The Antonis G Pappadakis, now called the Electronica, was kept from leaving the Port of Norfolk, Virginia, in April 2013, after crew members passed notes and a camera to USCG officials alleging the ship illegally discharged oily bilge water. The government demanded $2.5m as a bond to release the ship. The discharges were not recorded onboard, and Kassian Maritime, Angelex and the ship's captain were charged criminally.
The trio were acquitted in a trial, but not before the ship sat in port for nearly six months and Angelex lost what it claims was $4.2m. In 2015, the company sought damages, but the Eastern District of Virginia federal court and the Washington DC Circuit Court of Appeals denied them, deferring to the government.
In the petition, Angelex said it turned over a trove of financial documents illustrating its inability to pay the $2.5m bond, but several officials said in depositions that they did not review the documentation.
Further, lawyers for Angelex alleged the USCG initially agreed to a $1.5m bond, which was later rescinded without explanation. A lawsuit in the immediate aftermath of the Antonis G Pappadakis' detention sided with Angelex and decreased the bond to $1.5m, a sum overturned by a higher court which said the company must seek an after-the-fact remedy.
Annually, thousands of cases are appealed to the high court, but its nine justices only agree to hear a few.
'Got a good shot'
"I do think it's got a good shot," Sparkman said. “The fact that this is a case of first impression, it goes to the heart of statutory interpretation.”
The US Department of Justice declined to comment on the petition, but government lawyers have successfully defended the USCG's actions as reasonable.
Measuring the reasonableness of the Coast Guard’s actions by an objective standard, we find that the Coast Guard set a reasonable monetary bond
Circuit Judge David Tatel
"Measuring the reasonableness of the Coast Guard’s actions by an objective standard, we find that the Coast Guard set a reasonable monetary bond," wrote Circuit Judge David Tatel in November. "We also conclude that the non-monetary components of the bond demand contributed nothing to the owner’s losses."

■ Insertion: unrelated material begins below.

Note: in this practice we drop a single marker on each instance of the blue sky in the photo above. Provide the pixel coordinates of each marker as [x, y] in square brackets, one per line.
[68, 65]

But Sparkman said the circuit court and lower court decisions established a standard by which the ends justify the means.
"It completely sidestepped the facts," Sparkman said. "You are always going to have a way to have the ends justify the means."
The court is set to decide whether to hear the case by 6 March. It has the right to a 30-day extension, which Sparkman expects them to exercise.